То есть едем. День и ночь. Кенигсегг запрещает перекуры, во время остановок мы наиболее уязвимы, так что встаем мы лишь затем, чтобы бензин из канистры залить в бак.

Дважды мы убегаем от вооруженных бандитов, многажды наблюдаем группы конных, они присматриваются с холмов к нашему виллису и быстро исчезают в рощах, затем минуем буддийское обо́, кучу кирпичей и серых пустотелых блоков, украшенную синими лентами и человеческим черепом, и это знак: мы уже на территориях, контролируемых Орденом.
Через два часа первый пост. Стоило нам приблизиться, как ожила башенка бронемобиля, ожили стволы пулеметов в гнездах, укрепленных мешками с песком, маленькие крепости со стрекалами в защитных кожухах из перфорированного железа. Останавливаемся в пятидесяти метрах перед шлагбаумами, выходим из виллиса, подымаем руки вверх и подходим.
Из-за шлагбаума к нам выходит офицер в дэли – длинном монгольском халате, дополненным, однако, русскими погонами, перехваченном поясом с портупеей. Знаки различия прапорщика, на груди серого халата вышита черная свастика с короткими загибами, посолонь.
Разглядывает наши документы, чешет светлую бороду, наконец разрешает нам ехать. Солдаты весьма азиатского вида, наверное буряты, отодвигают шлагбаум, мы проезжаем, точно такой же сценарий повторяется еще четыре раза, только на постах с каждым разом всё больше охраны, последний стерегут два вкопанных танка, старые, германского производства, над землей выступают лишь плоские башни и стволы с дюжими рылами дульных тормозов.

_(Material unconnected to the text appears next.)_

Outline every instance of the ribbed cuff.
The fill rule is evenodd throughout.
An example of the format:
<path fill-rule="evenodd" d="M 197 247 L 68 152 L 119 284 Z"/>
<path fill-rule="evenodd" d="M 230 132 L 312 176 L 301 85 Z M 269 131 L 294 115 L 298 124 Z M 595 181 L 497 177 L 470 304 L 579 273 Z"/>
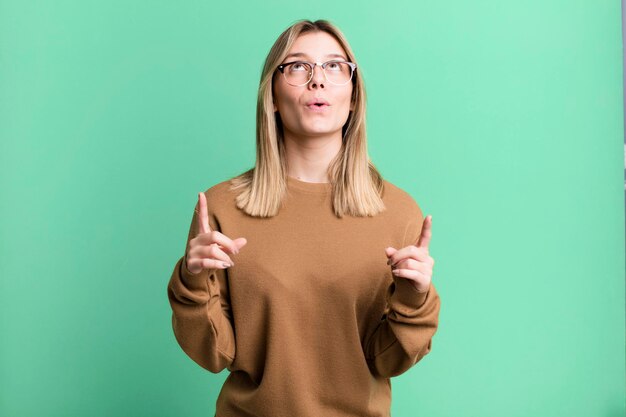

Едем дальше. Кенигсегг за всю дорогу не проронил ни слова, лишь пара кратких команд, а команда, приказ – это не слово. Я же все время вел, а когда мой товарищ и притеснитель заметил, что я готов уснуть прямо на руле, то протянул мне две белых таблетки, которые я не колеблясь проглотил и сразу обрел силы и трезвость мыслей. Правда, наркотик и нехватка сна привели к тому, что мир теперь кажется мне чудным, темным, непонятным.

Позади остался лагерь военнопленных: пара гектаров земли, окруженные поясом минного поля, прорезанного посредине высоким забором: колючка под напряжением, две высокие сторожевые башни. А внутри – пустота, если не считать силуэтов, теней, лежащих, шатко стоящих, сидящих, загнанных, будто стадо на бесплодном пастбище. Сквозь рев двигателя я слышал их ламентации, и это не был ни один из человеческих языков, я видел лохмотья всех мундиров гражданской войны и кустарные палатки из одеял, землянки, норы, выцарапанные в твердой, сухой земле и прикрытые одеялами, и ползущие по ним зыбкие белые круги, отбрасываемые прожекторами. Ехали медленно, мне достало времени присмотреться к тянувшемуся вдоль дороги лагерю, и я видел, как солдаты в серых дэли со свастикой впускали внутрь новых пленных, и видел, как набрасываются на них старожилы, будто туча воробьев на сухую булку, и как бьют их кулаками, ножами и палками, как сдирают с них всё, мундиры, обувку, всё, и как новые пленные – те, что выжили – стоят под заходящим октябрьским солнцем наги, избиты, кровоточа, словно родившись заново, некоторые умерев заново, словно их сущность подверглась переопределению, имена и чины стерты, оставлены лишь кулаки и зубы, и ноги, и сало на брюхах, которое позволит им прожить дольше, но может также стать помехой в драке.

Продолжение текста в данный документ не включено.